Seems more that Tesseract can not handle warped lines overlapping vertically.

It guesses the baseline wrong as nearly horizontal line and not a polyline (or curve), then scans along the wrong baseline loosing the full height of characters at end of line_1_21.

In the next line the characters of the previous line get scanned.

It's a problem of segmentation into lines and also deskewing and dewarping.

If I segment the lines into image files with another tool Tesseract gives good (CER ~4%) results with --psm 7 on the warped line. If the line is dewarped too the result is nearly perfect (1 noisy from a speckle, 1 I/J mismatch coming from training).

amitdo commented 2 years ago

Indeed, the textlnes finding algorithm in Tesseract can't cope with overlapping lines.
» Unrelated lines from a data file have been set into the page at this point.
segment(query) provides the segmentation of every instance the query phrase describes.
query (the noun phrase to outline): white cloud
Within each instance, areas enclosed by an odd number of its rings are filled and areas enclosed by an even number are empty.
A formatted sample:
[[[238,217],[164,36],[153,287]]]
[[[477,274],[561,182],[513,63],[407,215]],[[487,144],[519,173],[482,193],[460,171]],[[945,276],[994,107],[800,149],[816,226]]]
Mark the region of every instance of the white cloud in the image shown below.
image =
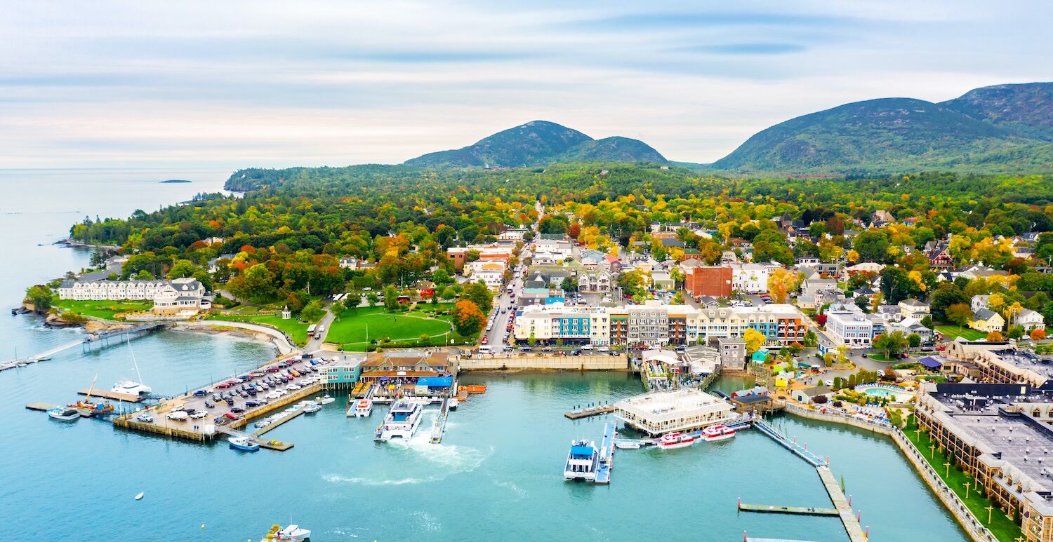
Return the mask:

stweil commented 2 years ago

Is this a regression, or is it a bug which exists for a long time now?

amitdo commented 2 years ago

I don't think this is a regression, but without testing and comparing to previous versions, I can't say with total confidence it's not a regression.